What is the average number of rooms in the “CENTRE” Bourough’s neighbourhood with a satisfaction rating of over four and a budget of $100?

This question was very specific, so I decided that a pivot chart could best help me allocate the attributes in an organized fashion. I had to read the context of the question to assign the attributes to a specific parameter. The parameters within a pivot chart include “Filters,” “Legend(series),” “Axis(Categories),” and “Values.” What I needed to identify was the “average number of rooms,” and so I deduced that the attribute “bedrooms” would be my “Values.” I disregarded the parameter “Legend(Series)” as I didn’t have use for it. For “Axis(Categories), I went with the “neighbourhood” since I wanted to segregate locations in the “CENTRE” boroughs. Lastly, for filters, the criteria were that they needed to be within a “CENTRE” borough, have a satisfaction score of 4 and above, and have a budget of $100.

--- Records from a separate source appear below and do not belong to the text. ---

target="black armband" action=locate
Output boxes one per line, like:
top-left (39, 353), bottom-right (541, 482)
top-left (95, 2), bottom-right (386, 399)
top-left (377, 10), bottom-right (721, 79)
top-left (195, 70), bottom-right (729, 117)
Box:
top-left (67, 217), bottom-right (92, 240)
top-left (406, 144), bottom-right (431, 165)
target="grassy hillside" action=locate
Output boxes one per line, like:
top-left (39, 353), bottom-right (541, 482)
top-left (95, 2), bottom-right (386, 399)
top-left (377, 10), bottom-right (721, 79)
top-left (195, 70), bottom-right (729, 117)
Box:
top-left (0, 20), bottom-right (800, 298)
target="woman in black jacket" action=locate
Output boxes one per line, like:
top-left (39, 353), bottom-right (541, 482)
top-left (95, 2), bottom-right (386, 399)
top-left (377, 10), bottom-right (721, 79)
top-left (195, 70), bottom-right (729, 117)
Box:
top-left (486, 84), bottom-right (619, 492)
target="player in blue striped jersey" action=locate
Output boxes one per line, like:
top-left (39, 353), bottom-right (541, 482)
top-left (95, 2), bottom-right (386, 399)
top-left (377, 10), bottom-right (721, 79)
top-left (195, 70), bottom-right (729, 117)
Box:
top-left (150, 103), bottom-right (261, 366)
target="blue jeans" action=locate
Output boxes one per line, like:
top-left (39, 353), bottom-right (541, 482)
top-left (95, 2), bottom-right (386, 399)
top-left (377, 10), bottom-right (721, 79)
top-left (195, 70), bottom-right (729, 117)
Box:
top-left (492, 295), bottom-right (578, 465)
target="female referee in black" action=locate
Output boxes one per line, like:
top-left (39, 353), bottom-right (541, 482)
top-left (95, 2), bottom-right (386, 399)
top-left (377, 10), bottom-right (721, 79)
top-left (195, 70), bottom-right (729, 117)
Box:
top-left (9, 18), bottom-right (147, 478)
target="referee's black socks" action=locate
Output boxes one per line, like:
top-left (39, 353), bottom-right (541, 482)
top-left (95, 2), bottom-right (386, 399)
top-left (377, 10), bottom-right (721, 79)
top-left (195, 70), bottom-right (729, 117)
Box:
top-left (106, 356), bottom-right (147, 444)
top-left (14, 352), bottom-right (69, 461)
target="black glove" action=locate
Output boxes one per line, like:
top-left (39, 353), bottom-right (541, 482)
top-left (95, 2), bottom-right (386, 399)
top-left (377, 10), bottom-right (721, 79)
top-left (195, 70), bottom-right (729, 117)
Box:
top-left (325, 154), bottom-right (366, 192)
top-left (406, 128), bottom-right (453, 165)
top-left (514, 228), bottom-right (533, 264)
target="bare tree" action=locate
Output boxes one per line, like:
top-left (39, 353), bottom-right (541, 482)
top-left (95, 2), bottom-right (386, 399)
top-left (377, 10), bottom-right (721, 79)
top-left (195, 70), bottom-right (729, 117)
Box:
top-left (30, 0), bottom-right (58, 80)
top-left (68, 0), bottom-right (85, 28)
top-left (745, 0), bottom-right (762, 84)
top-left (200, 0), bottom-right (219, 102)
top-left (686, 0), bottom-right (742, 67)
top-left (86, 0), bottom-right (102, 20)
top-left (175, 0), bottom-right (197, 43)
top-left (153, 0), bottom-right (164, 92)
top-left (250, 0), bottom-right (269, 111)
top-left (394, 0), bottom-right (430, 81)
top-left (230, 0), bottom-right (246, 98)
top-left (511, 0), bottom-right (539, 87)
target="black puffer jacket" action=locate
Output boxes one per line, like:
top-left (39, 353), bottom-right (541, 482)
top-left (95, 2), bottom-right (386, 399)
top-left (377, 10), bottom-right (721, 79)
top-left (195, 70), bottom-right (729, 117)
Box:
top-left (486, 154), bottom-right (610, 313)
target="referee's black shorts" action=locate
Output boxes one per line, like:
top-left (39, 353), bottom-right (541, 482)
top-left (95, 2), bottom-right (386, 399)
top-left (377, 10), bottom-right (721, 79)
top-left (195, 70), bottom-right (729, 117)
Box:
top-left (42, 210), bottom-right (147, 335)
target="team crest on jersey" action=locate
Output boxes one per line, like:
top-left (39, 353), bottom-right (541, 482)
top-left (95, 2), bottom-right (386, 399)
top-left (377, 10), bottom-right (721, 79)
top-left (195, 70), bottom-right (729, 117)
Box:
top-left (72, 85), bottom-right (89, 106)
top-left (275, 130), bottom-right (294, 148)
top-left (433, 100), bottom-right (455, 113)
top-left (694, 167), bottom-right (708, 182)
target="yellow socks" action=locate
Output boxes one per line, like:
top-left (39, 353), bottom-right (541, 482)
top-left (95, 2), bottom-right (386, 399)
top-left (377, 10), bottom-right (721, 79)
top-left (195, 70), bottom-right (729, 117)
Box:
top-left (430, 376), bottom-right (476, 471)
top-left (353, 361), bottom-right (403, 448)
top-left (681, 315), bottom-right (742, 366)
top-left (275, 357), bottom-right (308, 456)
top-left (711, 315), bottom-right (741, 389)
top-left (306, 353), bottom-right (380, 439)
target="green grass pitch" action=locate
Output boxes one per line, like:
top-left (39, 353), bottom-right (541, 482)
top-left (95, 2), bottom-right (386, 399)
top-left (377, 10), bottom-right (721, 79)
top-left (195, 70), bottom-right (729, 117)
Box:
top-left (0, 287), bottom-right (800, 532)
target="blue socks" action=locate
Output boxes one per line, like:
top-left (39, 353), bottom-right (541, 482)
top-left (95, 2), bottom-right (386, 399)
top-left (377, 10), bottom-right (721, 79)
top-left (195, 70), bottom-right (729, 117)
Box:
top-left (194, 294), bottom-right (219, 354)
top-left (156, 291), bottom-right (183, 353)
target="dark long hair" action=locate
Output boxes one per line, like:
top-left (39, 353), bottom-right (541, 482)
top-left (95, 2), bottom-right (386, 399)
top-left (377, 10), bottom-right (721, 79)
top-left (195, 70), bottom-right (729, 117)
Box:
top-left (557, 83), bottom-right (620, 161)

A pivot chart is a good visualization for very specific questions as it can be easily manipulated and flexible. Moreover, using filters helps with the analysis process as it narrows the data set to just the required information. A horizontally oriented bar chart best represents the information because it identifies quantities. From the image above, I can immediately say that if I were looking for a place to stay with many people, my best choices would be “PARKHILL” and “HOUSEFIELD HEIGHT/BRIARHILL.” Another way I could improve the visualization is to sort it from highest to lowest. However, I didn’t choose to do that as the neighbourhoods with the highest averages are already pretty explicit. My conclusion to this question is that with a $100 budget, one can have a satisfying stay at a rental and have at most three bedrooms.


Visualization of the parallel amongst two attributes.


5.

Is there a correlation between the host id and the number of reviews?

Looking at the host ID information alone, it’s hard to tell how many times each person hosted a room, especially with 500 or so entities. I could have used sorting and observation to calculate this information. However, that would have been too time-consuming and tedious. With the help of Tableau and changing the aggregation to coincide, I could see how often each host hosted a room. I then compared it to the number of reviews and found interesting results. 


With the information, I was able to gather the assumption that the number of reviews has a direct correlation with the number of hostings for every host, which is valid. Moreover, it’s also valid to assume that reviews were left only by the hosts, not the accommodates. My previous analysis of the number of accommodations and reviews also supports this. 


It’s interesting to see that reviews and hosts depend on one another. It’s unusual, considering that the accommodations usually review the location, not the host, when considering rentals. Without the analysis, I would not have been able to uncover this fact, and I would have kept the assumption that guests made the reviews.


This visualization best represents frequency because it clearly displays how often each attribute (hosts) (reviews) occurs. Moreover, by incorporating colo,r, I can display how saturated each host is in the hosting market. I think this graph can be improved by incorporating a date attribute. (how many times each attribute occuspecific periodcperiode). With this additional attribute, I can see specific times when the rental market is most profitable.